The ingredients of life have for the first time been found on an asteroid that might one day crash into Earth.
A single grain of the asteroid Itokawa, visited by a Japanese space probe a decade ago, contains both water and organic matter, new research has found.
The finding suggests other asteroids contain the "raw ingredients of life", researchers at Royal Holloway, University of London said in a statement.

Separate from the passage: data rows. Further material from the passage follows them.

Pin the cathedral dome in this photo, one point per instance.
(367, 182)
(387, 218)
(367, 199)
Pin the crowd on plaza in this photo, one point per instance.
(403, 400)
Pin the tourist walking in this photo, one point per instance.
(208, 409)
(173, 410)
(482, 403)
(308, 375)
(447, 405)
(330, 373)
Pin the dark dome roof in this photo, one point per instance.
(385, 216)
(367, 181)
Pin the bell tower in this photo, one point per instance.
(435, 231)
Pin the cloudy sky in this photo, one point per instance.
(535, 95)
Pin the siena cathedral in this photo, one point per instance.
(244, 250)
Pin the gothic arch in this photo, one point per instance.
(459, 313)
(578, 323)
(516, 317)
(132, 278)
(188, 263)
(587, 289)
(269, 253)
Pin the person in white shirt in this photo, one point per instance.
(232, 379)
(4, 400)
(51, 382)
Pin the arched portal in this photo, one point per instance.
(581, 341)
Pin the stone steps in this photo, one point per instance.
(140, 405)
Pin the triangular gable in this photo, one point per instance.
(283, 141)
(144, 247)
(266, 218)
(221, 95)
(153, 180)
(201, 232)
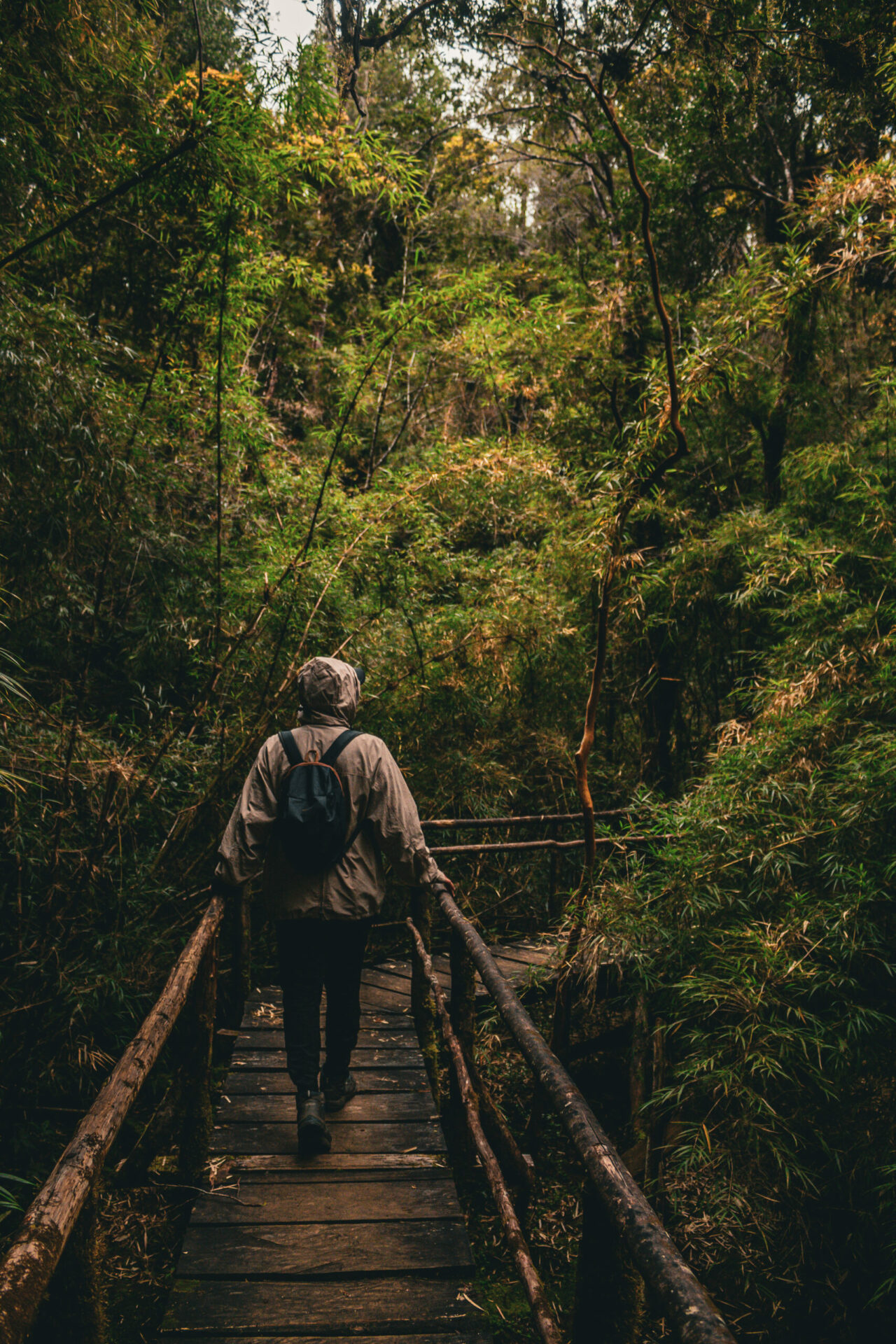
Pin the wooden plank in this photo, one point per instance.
(340, 1161)
(262, 1079)
(466, 1338)
(372, 979)
(324, 1249)
(351, 1139)
(372, 1019)
(370, 1307)
(305, 1174)
(264, 1040)
(527, 955)
(367, 1108)
(378, 1059)
(346, 1202)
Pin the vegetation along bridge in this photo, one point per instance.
(368, 1240)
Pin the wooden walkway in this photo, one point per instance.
(365, 1241)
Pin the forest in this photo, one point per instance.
(539, 358)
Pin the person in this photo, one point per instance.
(323, 920)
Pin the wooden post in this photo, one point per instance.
(684, 1303)
(542, 1310)
(30, 1261)
(76, 1307)
(463, 1016)
(638, 1068)
(238, 932)
(463, 995)
(609, 1291)
(422, 1003)
(552, 876)
(199, 1035)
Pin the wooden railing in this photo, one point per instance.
(61, 1224)
(617, 1217)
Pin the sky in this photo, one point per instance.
(293, 19)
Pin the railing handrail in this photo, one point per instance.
(512, 846)
(481, 823)
(649, 1245)
(30, 1262)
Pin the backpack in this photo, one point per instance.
(312, 812)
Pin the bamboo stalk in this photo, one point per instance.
(545, 1319)
(657, 1259)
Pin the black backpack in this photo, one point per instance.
(312, 813)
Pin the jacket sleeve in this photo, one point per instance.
(394, 816)
(245, 843)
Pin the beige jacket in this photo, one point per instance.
(377, 792)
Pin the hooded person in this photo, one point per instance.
(324, 918)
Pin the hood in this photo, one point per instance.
(328, 692)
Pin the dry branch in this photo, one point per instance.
(545, 1320)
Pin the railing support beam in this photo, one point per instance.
(653, 1252)
(422, 1004)
(30, 1262)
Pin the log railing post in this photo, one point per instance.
(422, 1004)
(463, 1004)
(198, 1040)
(76, 1306)
(238, 934)
(552, 876)
(463, 1016)
(609, 1291)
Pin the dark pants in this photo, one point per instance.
(315, 955)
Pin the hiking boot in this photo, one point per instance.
(314, 1133)
(339, 1091)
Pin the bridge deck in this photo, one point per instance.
(365, 1241)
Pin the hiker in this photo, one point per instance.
(324, 888)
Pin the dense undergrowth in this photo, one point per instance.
(377, 386)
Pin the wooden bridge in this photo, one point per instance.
(367, 1241)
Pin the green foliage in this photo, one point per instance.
(425, 355)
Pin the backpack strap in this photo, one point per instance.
(335, 749)
(330, 758)
(290, 746)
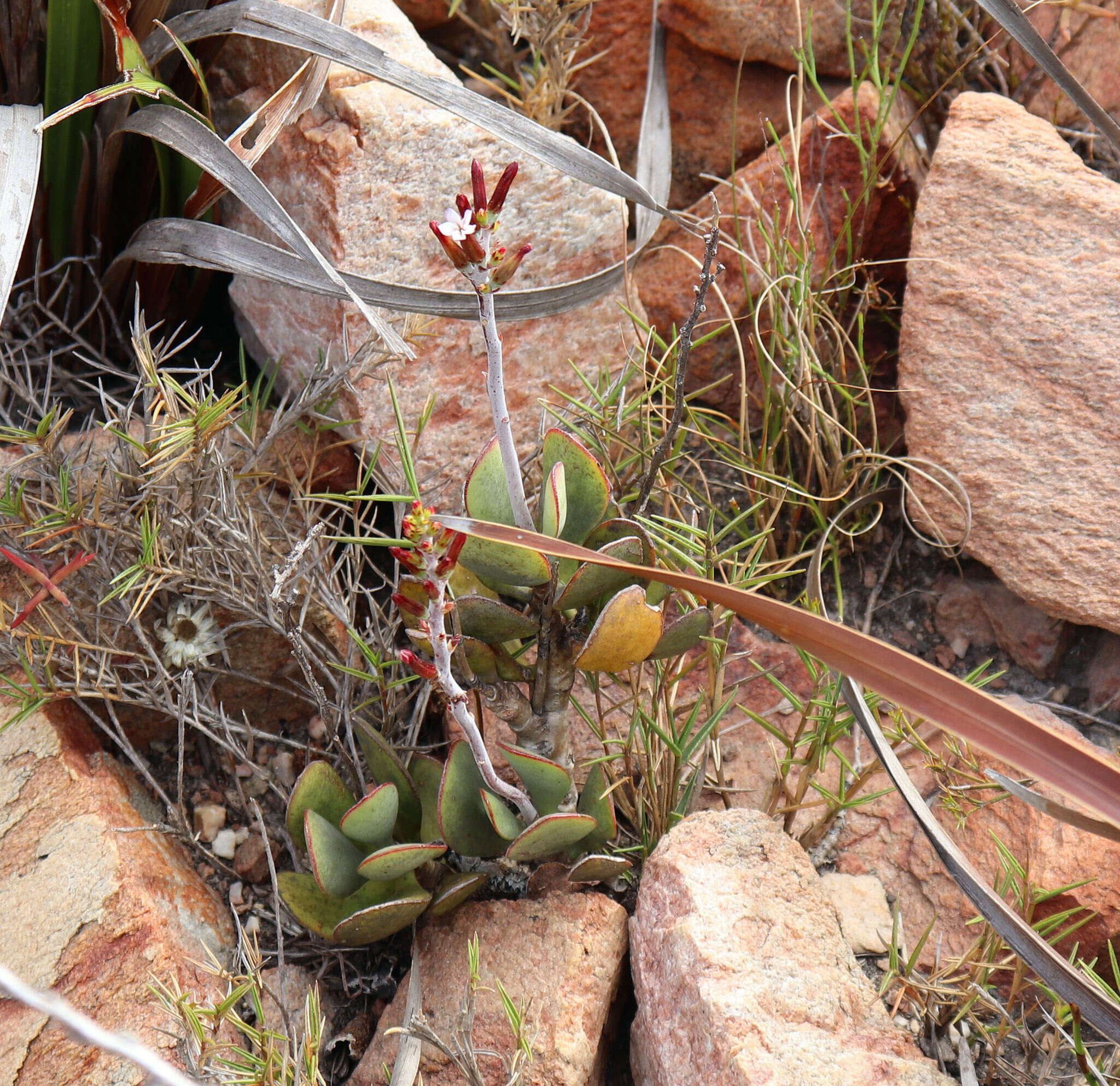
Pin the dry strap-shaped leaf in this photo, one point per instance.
(1011, 17)
(922, 688)
(194, 141)
(655, 142)
(287, 103)
(1057, 811)
(202, 245)
(20, 147)
(1014, 931)
(269, 20)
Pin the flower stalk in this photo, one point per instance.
(468, 237)
(435, 551)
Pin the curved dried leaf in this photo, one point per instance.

"After being studied in great detail by an international team of researchers, our analysis of a single grain, nicknamed 'Amazon', has preserved both primitive (unheated) and processed (heated) organic matter within ten microns (a thousandth of a centimeter) of distance," said astrobiologist Queenie Chan.
"The organic matter that has been heated indicates that the asteroid had been heated to over 600C in the past. The presence of unheated organic matter very close to it, means that the in-fall of primitive organics arrived on the surface of Itokawa after the asteroid had cooled down."
Meaning the asteroid was picking up new organic compounds in its travels through space.
"These findings are really exciting as they reveal complex details of an asteroid's history and how its evolution pathway is so similar to that of the prebiotic Earth."
Later missions to asteroids like Bennu and Ryugu have found evidence of "exogenous materials", she said, but it's not yet known what they are.
"Our findings suggest that mixing of materials is a common process in our solar system," she said.
Itokawa is classified as a potentially hazardous asteroid, meaning there's a small chance it could one day hit the Earth. Its orbit takes it past Earth about once every two years.